Beside him, Jonah Sully seemed to have sunk into a stupor. Still more sluggishly the schooner rose to meet the onslaught of the waves, rolling heavily, inertly. A great length of time passed that was counted by neither hours nor minutes nor seconds.
Chilled, numbed, Varge roused himself and listened. Over the howling of the wind, the surge of waters, the thud and pound and hiss as wave-tops licked greedily at the deck, came a new sound—a long, continuous, sullen, mighty, deep-toned roar—the beat of surf.

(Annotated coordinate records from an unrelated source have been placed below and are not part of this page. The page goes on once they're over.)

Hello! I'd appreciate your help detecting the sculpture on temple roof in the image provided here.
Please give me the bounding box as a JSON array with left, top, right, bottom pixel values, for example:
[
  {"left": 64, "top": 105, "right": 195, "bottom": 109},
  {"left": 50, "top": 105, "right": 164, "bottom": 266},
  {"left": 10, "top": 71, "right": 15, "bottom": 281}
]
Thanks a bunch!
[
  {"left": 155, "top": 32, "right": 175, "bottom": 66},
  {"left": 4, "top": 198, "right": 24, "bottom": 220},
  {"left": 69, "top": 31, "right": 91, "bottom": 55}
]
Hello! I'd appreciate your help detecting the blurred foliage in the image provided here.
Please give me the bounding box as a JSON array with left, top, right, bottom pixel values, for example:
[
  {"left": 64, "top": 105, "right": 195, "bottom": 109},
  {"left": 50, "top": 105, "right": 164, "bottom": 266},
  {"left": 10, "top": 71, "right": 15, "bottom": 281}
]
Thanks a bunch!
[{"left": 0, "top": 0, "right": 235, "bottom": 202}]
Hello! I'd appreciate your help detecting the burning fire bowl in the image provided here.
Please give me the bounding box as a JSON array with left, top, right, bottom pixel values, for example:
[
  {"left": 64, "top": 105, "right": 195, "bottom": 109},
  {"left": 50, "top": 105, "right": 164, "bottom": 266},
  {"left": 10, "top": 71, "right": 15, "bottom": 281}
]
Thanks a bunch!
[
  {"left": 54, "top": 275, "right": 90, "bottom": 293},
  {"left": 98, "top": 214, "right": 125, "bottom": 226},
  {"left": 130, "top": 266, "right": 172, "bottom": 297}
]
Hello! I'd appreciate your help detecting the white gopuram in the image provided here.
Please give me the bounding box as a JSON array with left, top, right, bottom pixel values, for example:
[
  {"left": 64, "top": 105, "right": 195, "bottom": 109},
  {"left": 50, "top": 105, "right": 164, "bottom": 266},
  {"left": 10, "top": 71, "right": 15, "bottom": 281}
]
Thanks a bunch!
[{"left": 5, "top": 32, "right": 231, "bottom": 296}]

He struggled to his feet. A leaden grey was showing in the east and before him loomed out of the darkness a darker fringe—the shore. And as he looked, suddenly, from this fringe there seemed to stream heavenward with incredible swiftness a tiny streak of light. A cry, hoarse-flung, came from his lips, as a dozen little balls burst into coloured fire. A rocket! The schooner had been seen from the shore—by the coast-guard, probably.
And now a white, strangely troubled patch of water seemed to rise up just before him—then a shock hurled him to his knees. The schooner rose, hung hesitant an instant, then dropped again with a grinding, crashing blow that shook her in every timber—she was fast on a reef—and the shore was a quarter of a mile away.
High over her now broke the seas, like ravening wolves sure at last of their prey—the lashings around him, supporting Jonah Sully in his arms, Varge's eyes fixed shoreward through the smother of spume and the sheets of flying spray. How long would the schooner hold together?